Before we start, I’d like to congratulate you on completing your first lesson in DrawABox! It’s easy to get tripped up on the first step, so good job on making it to this point!

To begin, let’s take a look at your linework. All in all, it looks solid. There’s some minor instances of wobbliness or arcing taking place, but I'm honestly nitpicking something that doesn’t need to be nitpicked. One small thing, and I’m guilty of this as well, might be the situations where you “repeat” or “redo” lines that weren’t quite right the first time. This isn’t necessary, and each line should be treated as perfect the first time around, even if it isn’t. Finally, I would like to have seen a greater quantity of planes put into your ghosted planes assignments. While it’s not encouraged to spend time grinding your lessons, it’s equally important you’re giving yourself enough opportunity to learn what is being taught.

Transitioning over to your ellipses, there’s a few concerns I’d like to mention. First off, there are recurring signs of wobbliness with your ellipses. This suggests that you’re giving your brain too much time to “correct” your line’s path, and is the antithesis of confidence. We want to draw our lines quickly and confidently. Utilizing this strategy might result in difficulties at first, but the long-term benefits to your accuracy will eclipse any that had been drawn without this method.

Continuing on with your ellipses, I would have been interested in seeing a larger variety of shapes in your tables assignment. The majority of your tables contain shapes of similar angles and sizes, and I feel deviating between sections helps broaden our understanding of this exercise.

Before we start with your boxes, I just want to place a quick reminder that these exercises are hard. The box assignments are where Lesson 1 hits its zenith, and it’s not expected of anyone to complete these perfectly.

So! Boxes. There are a few spots in your rough perspective exercises that show guesswork happening, whereby your lines are neither vertical, nor horizontal in reference to the horizon line. But, overall they look good. Continuing on to your organic perspective pages, though, I must admit it strikes me as a bit of a mixed bag. From what is there, it honestly looks great. Unfortunately, I’m more concerned about what isn’t there - more boxes. Again, we don’t want to grind, but we also need to guarantee we’re giving ourselves a chance to fully appreciate the assignment. Learning by rushing is a fast track to burnout.

As we move back to your rotated boxes, I can’t help but notice that it appears incomplete. The space on the far right where the heavily rotated boxes would be is missing. Like I said before, these exercises are tough, none more so than the rotated boxes.
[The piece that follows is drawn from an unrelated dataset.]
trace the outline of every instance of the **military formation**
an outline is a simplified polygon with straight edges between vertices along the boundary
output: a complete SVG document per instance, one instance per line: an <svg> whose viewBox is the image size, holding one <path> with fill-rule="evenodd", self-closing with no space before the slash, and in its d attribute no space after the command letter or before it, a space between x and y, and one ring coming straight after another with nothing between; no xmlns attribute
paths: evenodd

However, DrawABox (and learning in general) is all about breaking out of our comfort zone and trying out new things, even if those new things lead us to failure - especially if it leads us to failure.
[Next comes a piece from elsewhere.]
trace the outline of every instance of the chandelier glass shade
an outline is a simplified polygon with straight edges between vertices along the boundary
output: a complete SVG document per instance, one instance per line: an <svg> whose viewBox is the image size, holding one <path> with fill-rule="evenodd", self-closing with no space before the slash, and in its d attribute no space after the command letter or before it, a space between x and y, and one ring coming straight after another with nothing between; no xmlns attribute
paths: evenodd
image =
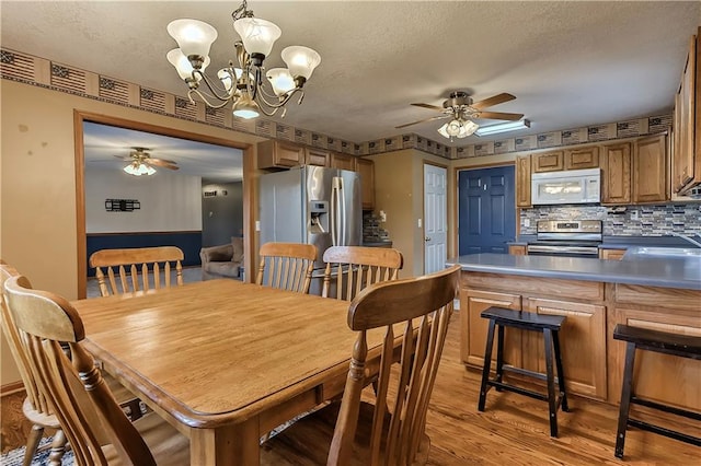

I’d like to offer a few suggestions to help you with this exercise. Keeping the corners of your boxes close to one another helps significantly with this assignment. If your boxes have only a small amount of room between them, you can use each neighboring box as reference as you move onto the next. Moreover, and I cannot stress this enough, don’t ever be afraid to return to the course page for reference, or even just as a refresher.

I will mark the lesson as complete, as it’s silly to stop you from moving on to the 250 box challenge simply because you missed a few boxes that you’ll be doing a bunch of in the challenge anyway. Just remember to always try, even if it’s tough.

Sorry about how long of a critique this ended up being, it wasn’t my intention going into this for it to end up being a page and a half long. But I hope it can be of help to you in your artistic journey! Congratulations again, and good luck in the 250 box challenge and beyond!